Os ataques terroristas contra os Estados Unidos causaram um impacto tão grande que até nós, pilotos da Equipe BR Lubrax, inicialmente nos perguntamos se o Rally Paris-Dakar 2002 sairia do papel. Resolvemos começar a série de artigos com este assunto, ainda mais agora com os bombardeios dos americanos e britânicos contra o Afeganistão, neste domingo, porque o tema tem sido uma das maiores preocupações dos nossos interlocutores, sejam eles jornalistas, patrocinadores, torcedores ou familiares.

Desde que nos conhecemos por gente, muito antes de cogitar a participação no maior rali do mundo, as guerras têm sido uma situação constante no cenário mundial. Um ataque ali, outro conflito aqui, e os americanos parecem estar sempre envolvidos por causa da importância daquele país. Portanto, não será a primeira vez que o Paris-Dakar acontece enquanto um conflito armado se desenrola em algum lugar do mundo.
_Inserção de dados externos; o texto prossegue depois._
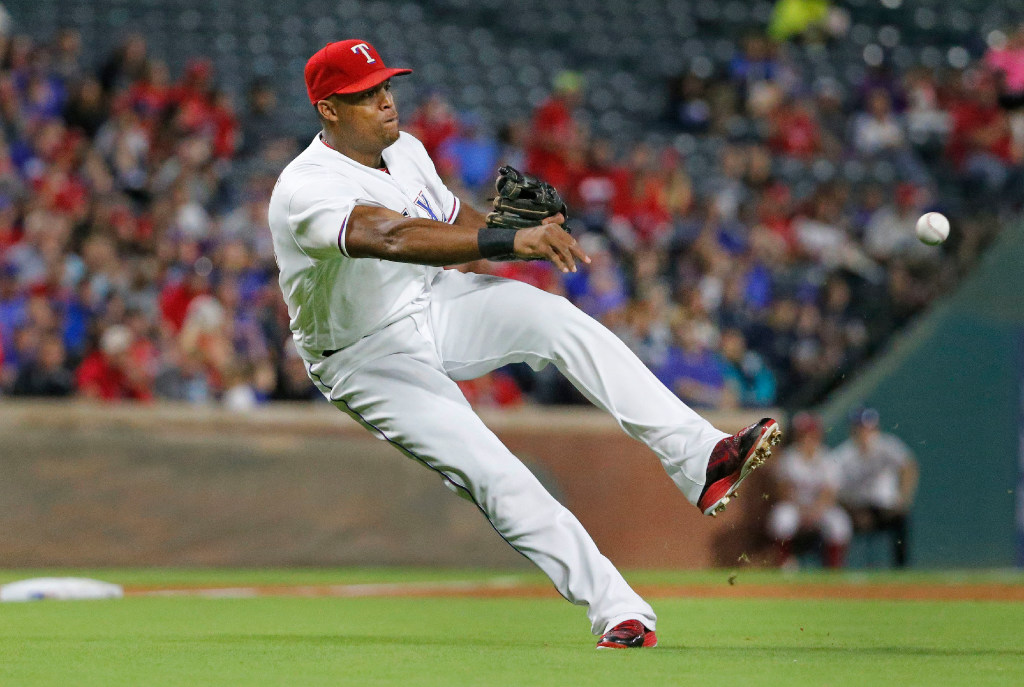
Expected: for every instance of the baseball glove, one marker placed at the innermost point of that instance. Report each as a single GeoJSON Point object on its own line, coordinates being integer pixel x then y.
{"type": "Point", "coordinates": [523, 201]}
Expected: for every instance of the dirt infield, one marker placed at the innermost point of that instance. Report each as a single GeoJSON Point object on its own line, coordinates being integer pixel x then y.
{"type": "Point", "coordinates": [511, 589]}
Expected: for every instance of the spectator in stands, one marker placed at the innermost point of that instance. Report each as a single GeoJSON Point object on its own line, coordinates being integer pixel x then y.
{"type": "Point", "coordinates": [748, 380]}
{"type": "Point", "coordinates": [1007, 62]}
{"type": "Point", "coordinates": [262, 122]}
{"type": "Point", "coordinates": [807, 482]}
{"type": "Point", "coordinates": [692, 369]}
{"type": "Point", "coordinates": [890, 231]}
{"type": "Point", "coordinates": [111, 372]}
{"type": "Point", "coordinates": [433, 122]}
{"type": "Point", "coordinates": [981, 142]}
{"type": "Point", "coordinates": [879, 478]}
{"type": "Point", "coordinates": [46, 374]}
{"type": "Point", "coordinates": [795, 130]}
{"type": "Point", "coordinates": [473, 154]}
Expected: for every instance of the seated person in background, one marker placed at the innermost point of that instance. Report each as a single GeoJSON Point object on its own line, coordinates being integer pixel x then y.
{"type": "Point", "coordinates": [879, 480]}
{"type": "Point", "coordinates": [807, 482]}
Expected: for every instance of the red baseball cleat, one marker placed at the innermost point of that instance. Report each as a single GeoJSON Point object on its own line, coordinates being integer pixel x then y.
{"type": "Point", "coordinates": [628, 635]}
{"type": "Point", "coordinates": [733, 459]}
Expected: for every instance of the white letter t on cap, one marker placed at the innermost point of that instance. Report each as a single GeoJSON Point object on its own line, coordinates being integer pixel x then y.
{"type": "Point", "coordinates": [365, 49]}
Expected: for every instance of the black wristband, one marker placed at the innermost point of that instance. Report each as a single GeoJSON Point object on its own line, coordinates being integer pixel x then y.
{"type": "Point", "coordinates": [495, 242]}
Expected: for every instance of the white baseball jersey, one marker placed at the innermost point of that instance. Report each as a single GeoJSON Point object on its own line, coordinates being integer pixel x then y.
{"type": "Point", "coordinates": [871, 478]}
{"type": "Point", "coordinates": [807, 477]}
{"type": "Point", "coordinates": [334, 300]}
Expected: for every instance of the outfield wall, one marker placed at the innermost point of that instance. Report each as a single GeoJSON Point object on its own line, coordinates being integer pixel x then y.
{"type": "Point", "coordinates": [302, 484]}
{"type": "Point", "coordinates": [952, 388]}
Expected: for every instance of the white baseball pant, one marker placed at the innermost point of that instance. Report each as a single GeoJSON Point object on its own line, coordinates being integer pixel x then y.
{"type": "Point", "coordinates": [835, 524]}
{"type": "Point", "coordinates": [399, 383]}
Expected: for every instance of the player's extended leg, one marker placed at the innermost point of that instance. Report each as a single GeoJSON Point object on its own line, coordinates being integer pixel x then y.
{"type": "Point", "coordinates": [393, 383]}
{"type": "Point", "coordinates": [483, 323]}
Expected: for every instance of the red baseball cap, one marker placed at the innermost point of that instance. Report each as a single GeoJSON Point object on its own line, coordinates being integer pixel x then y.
{"type": "Point", "coordinates": [345, 67]}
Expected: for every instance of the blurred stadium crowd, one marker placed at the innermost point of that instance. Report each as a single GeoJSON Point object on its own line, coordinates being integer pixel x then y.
{"type": "Point", "coordinates": [754, 255]}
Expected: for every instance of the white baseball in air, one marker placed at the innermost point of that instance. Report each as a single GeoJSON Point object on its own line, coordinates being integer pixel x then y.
{"type": "Point", "coordinates": [933, 228]}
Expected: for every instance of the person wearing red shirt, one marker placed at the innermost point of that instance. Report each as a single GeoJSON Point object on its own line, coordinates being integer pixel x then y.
{"type": "Point", "coordinates": [981, 142]}
{"type": "Point", "coordinates": [796, 131]}
{"type": "Point", "coordinates": [111, 373]}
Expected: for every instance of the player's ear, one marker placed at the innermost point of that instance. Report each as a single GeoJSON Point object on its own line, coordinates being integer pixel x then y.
{"type": "Point", "coordinates": [327, 111]}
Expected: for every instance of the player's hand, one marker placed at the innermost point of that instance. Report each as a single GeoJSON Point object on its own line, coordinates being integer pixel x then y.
{"type": "Point", "coordinates": [550, 242]}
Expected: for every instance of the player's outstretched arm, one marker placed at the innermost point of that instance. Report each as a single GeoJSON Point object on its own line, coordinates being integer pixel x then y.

Precisamos lembrar de três coisas:

1. Os países africanos que estaremos cruzando durante o Dakar 2002 (Marrocos, Mauritânia e Senegal) são países muçulmanos e declaram abertamente estar do lado da grande aliança criada pelos norte-americanos contra o terror. Isso nos faz crer que dificilmente o contra-ataque terá como alvo países onde esta religião é o que há de mais importante. Sem falar dos muçulmanos que participam da prova.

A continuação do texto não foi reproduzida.